Leah Remini’s Scientology Docu-Series Provides a Blueprint for Resisting Bullying and Intimidation

Remini wants an uprising.

“When I first began filming this show, I thought I would just be documenting stories of families that were torn apart by the Church of Scientology’s policies and practices,” Leah Remini says in the opening scene of A&E’s new docu-series Leah Remini: Scientology and the Aftermath. “But what I uncovered was much deeper and darker than I ever expected.”

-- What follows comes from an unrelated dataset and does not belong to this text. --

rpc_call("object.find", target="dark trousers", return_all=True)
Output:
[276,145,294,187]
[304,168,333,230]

The many abuses committed by the Church of Scientology against its own members since its incorporation in 1953 can’t really be called “shocking” anymore, can they? Not to readers of Lawrence Wright’s 2013 expose, Going Clear: Scientology, Hollywood, and the Prison of Belief, or viewers of the 2015 HBO documentary based on the the book, or readers of the memoirs written by former Scientologists who left the church — including Remini herself, who published a book last year called Troublemaker: Surviving Hollywood and Scientology. Scientology and the Aftermath is a continuation of Remini’s stated project: To prevent even one person from joining an organization that she says she “promoted, defended, and believed in, most of my life.”

Scientology and the Aftermath, an eight-episode series that premiered on Tuesday, is one more salvo in the ongoing war between the church and its defectors. In the premiere, Remini describes her relationship to Scientology, which began when her mother joined the church when she was a pre-teen and ended in 2013 with her public departure from the organization that she once openly promoted.

That Remini was once a devoted believer makes her denunciation of the church all the more powerful. Over archival footage of the actress preaching the merits of Scientology in the late 1990s (“We are the most ethical group you’re ever gonna find”), Remini describes the appeal of the church. Scientology, she says, promises to transform you into the best version of yourself — to “reach the highest potential as a spiritual being.” Its message shrewdly espouses both personal and global gain, promising that its members are helping to make the world a better place. As Remini says, “It offers you a sense of purpose in life.”

But as the defectors featured in Scientology and the Aftermath explain, for members, the church is such an all-consuming force in their lives that it becomes increasingly difficult to see it for what it is. “If I succeeded, it was because of Scientology,” Remini recalls. “If I failed, it was because I wasn’t doing Scientology.” The organization works to separate Scientology from the outside world; anyone whom the church declares a “suppressive person” — basically anyone who dares question the church’s policies or practices — must “disconnect” from the church, cutting off all contact even with members of their own family.

After Remini announced she was leaving the church, others started to reach out to her — including Amy Scobee, a former Scientologist and high-ranking staffer who was responsible for the church’s Celebrity Centers. In the premiere, Scobee invites Remini and her camera crew into her home and describes the church’s aggressive pursuit of celebrities, who are considered “walking success stories”; her job involved making sure Tom Cruise, Scientology’s flagship celebrity and good friend of its leader, David Miscavige, was surrounded by members of the church. They were his housekeepers, his maids, his mechanics.

I’ve generally resisted the post-election urge to turn every TV review into a diatribe against Trumpism, but watching this series, I kept thinking of Masha Gessen’s New York Review of Books article, “Autocracy: Rules for Survival,” published on November 10. “It is no fun to be the only hysterical person in the room,” she writes. We’ve been hearing a lot about “normalization” since Trump’s election, and Scientology’s defectors provide a kind of case study on resisting the impulse to see order amid chaos.

Scobee describes how quickly she began to justify the abuse — physical as well as psychological — she saw on a regular basis, including from Miscavige himself. When Scobee was 14 and a new addition to the church, she describes how her married, 40-something superior coaxed her into staying late one night and having sex with him — statutory rape, she realized later. At the time, she stayed silent. “My mind would immediately justify why this crap was OK,” she tells Remini — until she had a “blinding realization” that she was “rationalizing insanities.”

After Scobee tells this story, Remini is livid that she can’t go back and break the man’s legs. But Mike Rinder, another defector who was once the church’s global spokesman, points out, “There’s one thing that can be done. It can be exposed.”

Most of what Scientology and the Aftermath “exposes” is already public knowledge, but that doesn’t seem to faze Remini. Her goal is nothing short of a populist uprising, a mobilization of current and former Scientologists against an organization that exploits its members physically, emotionally, psychologically, and financially. Scientology’s abuses may be well-documented, but as Gessen writes, “in the face of the impulse to normalize, it is essential to maintain one’s capacity for shock.”

 

Leah Remini: Scientology and the Aftermath airs Tuesdays at 10 p.m. on A&E.